Toutes se verront également proposer un traitement, pendant une dizaine de jours, par la Nivaquine ou un placebo, sans savoir non plus duquel il s’agit. Elles recevront de la même manière la visite régulière d’un binôme enquêteur/infirmière. 

- L’étude « CatéChik » («Caté » comme «cas témoins») vise à «comprendre pourquoi certaines personnes ont contracté le chikungunya et d’autres sont restées indemnes», donc à examiner s’il existe des facteurs de risque liés à l’infection. 

Cette étude, par interrogatoire, concernera les 750 personnes participant à «CuraChik» et « PrévenChik». Elle va mettre à contribution d’autres disciplines que la virologie et l’immunologie : le questionnaire portera notamment sur la présence éventuelle, dans l’habitation, d’animaux domestiques ou de rats ; des vétérinaires viendront effectuer des prélèvements, des entomologistes déposer des pièges à moustiques ; un anthropologue pourrait également accompagner les équipes, espère le professeur Flahault. 

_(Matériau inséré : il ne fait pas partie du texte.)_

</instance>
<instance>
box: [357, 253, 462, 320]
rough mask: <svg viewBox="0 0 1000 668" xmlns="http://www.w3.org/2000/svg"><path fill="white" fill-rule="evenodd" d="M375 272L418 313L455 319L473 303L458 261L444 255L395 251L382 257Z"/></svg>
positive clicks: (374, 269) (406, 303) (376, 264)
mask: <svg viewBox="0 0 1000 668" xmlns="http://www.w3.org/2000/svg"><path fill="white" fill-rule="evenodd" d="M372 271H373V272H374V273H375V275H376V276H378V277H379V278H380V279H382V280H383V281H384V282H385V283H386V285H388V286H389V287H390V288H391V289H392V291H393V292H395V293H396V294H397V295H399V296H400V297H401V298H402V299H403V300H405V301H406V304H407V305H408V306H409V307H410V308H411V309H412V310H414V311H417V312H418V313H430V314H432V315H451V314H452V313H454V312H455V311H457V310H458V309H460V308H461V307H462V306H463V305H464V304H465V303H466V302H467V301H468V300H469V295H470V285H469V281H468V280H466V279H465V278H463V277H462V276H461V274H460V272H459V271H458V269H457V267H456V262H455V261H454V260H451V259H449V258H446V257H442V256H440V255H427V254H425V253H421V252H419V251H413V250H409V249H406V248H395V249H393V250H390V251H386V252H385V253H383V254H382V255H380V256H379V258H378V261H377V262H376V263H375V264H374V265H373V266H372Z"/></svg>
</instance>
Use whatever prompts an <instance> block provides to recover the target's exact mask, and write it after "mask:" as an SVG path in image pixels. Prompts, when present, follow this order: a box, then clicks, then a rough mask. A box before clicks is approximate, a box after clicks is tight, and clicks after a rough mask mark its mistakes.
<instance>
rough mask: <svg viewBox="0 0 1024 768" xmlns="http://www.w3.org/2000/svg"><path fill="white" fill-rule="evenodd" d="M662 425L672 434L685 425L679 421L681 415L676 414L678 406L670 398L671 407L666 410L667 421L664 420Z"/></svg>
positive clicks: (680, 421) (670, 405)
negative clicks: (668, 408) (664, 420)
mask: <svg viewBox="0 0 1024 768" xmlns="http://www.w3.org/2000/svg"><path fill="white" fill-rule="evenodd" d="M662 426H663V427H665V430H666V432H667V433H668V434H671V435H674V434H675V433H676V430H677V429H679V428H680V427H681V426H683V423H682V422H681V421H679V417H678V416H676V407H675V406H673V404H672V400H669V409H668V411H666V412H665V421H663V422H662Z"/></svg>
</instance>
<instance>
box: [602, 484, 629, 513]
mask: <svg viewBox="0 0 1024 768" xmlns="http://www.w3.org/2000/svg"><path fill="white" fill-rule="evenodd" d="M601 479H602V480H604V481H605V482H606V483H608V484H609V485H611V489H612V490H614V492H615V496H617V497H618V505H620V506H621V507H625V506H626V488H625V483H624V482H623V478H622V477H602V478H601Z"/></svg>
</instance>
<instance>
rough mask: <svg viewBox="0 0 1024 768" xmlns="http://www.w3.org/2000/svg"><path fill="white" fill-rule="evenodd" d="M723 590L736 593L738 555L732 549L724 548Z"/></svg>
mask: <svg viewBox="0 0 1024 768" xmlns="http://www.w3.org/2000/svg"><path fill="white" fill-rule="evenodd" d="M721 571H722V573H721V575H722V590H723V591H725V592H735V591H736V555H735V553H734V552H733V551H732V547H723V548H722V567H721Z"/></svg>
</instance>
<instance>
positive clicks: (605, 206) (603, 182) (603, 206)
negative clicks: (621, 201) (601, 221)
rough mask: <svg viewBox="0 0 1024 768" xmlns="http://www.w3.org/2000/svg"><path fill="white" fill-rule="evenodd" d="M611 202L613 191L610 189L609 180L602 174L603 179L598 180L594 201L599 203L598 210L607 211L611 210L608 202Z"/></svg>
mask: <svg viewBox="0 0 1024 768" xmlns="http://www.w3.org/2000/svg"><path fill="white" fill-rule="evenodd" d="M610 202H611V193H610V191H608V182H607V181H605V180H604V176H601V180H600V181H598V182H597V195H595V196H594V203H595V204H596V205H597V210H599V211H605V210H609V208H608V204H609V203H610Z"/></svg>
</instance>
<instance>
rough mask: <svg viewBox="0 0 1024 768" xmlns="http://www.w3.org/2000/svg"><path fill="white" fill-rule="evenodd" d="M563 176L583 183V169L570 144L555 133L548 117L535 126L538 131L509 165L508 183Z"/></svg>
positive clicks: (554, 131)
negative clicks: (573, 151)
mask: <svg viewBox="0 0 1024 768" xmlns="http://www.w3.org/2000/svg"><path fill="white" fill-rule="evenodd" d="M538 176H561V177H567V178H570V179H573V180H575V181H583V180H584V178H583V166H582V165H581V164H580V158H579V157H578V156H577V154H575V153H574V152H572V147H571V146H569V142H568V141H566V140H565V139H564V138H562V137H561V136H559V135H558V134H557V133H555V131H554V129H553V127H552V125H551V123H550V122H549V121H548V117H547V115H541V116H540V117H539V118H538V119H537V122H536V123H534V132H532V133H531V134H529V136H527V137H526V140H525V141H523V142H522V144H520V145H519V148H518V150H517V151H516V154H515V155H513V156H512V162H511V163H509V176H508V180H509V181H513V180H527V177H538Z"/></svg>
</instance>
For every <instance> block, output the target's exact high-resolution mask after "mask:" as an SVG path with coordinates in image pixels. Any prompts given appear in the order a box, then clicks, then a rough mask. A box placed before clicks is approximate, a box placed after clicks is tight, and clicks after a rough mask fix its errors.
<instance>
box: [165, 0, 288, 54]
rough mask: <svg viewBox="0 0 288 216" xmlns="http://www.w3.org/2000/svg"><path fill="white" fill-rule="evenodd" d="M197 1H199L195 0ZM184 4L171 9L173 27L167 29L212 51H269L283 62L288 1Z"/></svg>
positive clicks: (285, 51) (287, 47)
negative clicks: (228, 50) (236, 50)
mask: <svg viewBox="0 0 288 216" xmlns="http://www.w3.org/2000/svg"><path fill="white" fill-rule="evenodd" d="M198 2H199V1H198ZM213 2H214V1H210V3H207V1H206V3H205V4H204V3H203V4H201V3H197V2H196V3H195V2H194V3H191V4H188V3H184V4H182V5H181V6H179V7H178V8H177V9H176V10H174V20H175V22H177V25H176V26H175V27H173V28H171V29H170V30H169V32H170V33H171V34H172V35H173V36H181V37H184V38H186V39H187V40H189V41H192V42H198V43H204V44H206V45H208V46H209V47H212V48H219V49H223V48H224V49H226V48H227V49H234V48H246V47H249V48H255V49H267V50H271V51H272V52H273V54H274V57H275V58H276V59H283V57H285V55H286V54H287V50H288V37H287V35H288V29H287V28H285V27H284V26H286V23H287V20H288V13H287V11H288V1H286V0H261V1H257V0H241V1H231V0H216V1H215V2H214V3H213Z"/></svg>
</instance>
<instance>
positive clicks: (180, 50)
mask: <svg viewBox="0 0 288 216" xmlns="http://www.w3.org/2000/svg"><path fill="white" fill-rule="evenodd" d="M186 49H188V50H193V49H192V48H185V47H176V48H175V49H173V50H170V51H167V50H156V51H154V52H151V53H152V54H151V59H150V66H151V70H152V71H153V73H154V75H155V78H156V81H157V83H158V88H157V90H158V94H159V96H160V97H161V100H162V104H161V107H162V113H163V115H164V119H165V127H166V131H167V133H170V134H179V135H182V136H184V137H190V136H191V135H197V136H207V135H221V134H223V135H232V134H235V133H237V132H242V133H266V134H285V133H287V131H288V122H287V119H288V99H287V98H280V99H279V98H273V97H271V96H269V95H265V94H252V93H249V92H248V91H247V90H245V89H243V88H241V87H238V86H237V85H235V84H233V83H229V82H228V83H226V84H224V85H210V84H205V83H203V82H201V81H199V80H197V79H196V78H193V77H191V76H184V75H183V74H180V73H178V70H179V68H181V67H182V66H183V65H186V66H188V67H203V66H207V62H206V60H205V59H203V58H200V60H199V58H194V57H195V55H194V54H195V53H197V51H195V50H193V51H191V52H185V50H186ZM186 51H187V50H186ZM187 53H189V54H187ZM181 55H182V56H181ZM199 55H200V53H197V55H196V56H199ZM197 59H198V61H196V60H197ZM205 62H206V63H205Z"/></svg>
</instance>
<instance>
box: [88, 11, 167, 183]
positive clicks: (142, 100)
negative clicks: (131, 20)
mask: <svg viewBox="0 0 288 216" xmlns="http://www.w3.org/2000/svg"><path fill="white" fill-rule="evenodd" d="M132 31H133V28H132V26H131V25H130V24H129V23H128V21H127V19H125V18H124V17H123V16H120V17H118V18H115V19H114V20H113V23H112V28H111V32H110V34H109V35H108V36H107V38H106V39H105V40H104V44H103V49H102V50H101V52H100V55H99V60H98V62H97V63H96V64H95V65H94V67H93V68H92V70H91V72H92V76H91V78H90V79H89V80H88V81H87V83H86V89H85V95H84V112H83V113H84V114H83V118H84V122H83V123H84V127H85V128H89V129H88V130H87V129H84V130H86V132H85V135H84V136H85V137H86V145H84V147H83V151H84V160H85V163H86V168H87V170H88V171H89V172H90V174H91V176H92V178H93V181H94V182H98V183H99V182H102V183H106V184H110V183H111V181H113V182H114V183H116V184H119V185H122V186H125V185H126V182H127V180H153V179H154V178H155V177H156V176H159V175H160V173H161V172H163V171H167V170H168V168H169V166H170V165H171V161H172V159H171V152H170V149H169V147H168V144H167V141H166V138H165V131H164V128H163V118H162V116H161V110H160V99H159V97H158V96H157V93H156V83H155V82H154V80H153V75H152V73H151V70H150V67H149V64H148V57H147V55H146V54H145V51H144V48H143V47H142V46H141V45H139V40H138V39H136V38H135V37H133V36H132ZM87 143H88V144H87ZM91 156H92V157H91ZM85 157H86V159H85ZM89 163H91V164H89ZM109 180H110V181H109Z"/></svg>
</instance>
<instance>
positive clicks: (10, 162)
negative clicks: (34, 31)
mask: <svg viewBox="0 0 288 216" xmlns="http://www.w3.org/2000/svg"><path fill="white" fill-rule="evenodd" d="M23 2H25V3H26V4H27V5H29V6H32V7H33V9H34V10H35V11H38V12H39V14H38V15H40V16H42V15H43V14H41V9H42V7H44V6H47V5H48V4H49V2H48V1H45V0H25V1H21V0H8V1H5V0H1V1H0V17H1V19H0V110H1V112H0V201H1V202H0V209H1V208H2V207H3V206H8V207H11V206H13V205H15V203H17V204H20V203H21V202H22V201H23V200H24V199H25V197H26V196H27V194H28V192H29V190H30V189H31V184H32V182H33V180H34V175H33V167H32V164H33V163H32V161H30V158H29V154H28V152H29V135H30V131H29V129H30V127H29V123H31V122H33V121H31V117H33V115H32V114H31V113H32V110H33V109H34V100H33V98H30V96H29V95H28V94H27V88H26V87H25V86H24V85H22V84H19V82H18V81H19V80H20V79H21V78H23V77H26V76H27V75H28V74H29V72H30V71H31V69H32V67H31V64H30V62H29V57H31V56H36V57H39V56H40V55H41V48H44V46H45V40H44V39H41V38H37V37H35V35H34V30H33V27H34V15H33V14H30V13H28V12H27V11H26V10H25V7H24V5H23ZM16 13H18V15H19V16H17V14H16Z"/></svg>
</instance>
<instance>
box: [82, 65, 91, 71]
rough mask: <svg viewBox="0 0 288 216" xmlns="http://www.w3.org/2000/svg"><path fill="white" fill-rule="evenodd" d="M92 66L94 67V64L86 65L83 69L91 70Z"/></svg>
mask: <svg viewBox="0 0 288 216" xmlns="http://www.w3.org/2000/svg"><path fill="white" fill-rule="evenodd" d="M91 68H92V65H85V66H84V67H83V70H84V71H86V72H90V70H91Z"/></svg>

(*) Les responsables de l’étude recherchent encore une dizaine d’infirmiers pour former les binômes. Contacter le 0692.03.80.04

 

Gros Plan 

- Pas d’engouement pour la Nivaquine 

«Il n’est pas du tout habituel de communiquer sur des thérapeutiques avant qu’ils n’aient lieu» a souligné hier le professeur Flahault, évoquant la crainte des chercheurs que le public soit tenté d’utiliser la Nivaquine pour se soigner sans attendre le résultat de l’étude. 

«Ce serait un recul phénoménal, une grande perte de temps pour tout le monde et d’abord pour les malades si on se mettait à prescrire ce médicament sans une évaluation rigoureuse préalable. On ne saurait pas s’il est efficace, ni s’il est toléré et on ne connaîtrait ni la dose ni la durée», prévient le spécialiste. 

«Saboter cette étude serait un mauvais service à rendre aux Réunionnais mais aussi à des millions de gens» insiste le docteur Bernard-Alex Gaüzère (CHD Félix Guyon), en pointant les enjeux de ces recherches pour les nombreux pays d’Afrique et d’Asie, quasiment tous en voie de développement, dans lesquels sévit ou peut sévir le chikungunya. 

Pour être inclus dans les essais, les patients, malades ou non, ne doivent pas avoir pris préalablement de Nivaquine, ce que vérifieront des examens biologiques.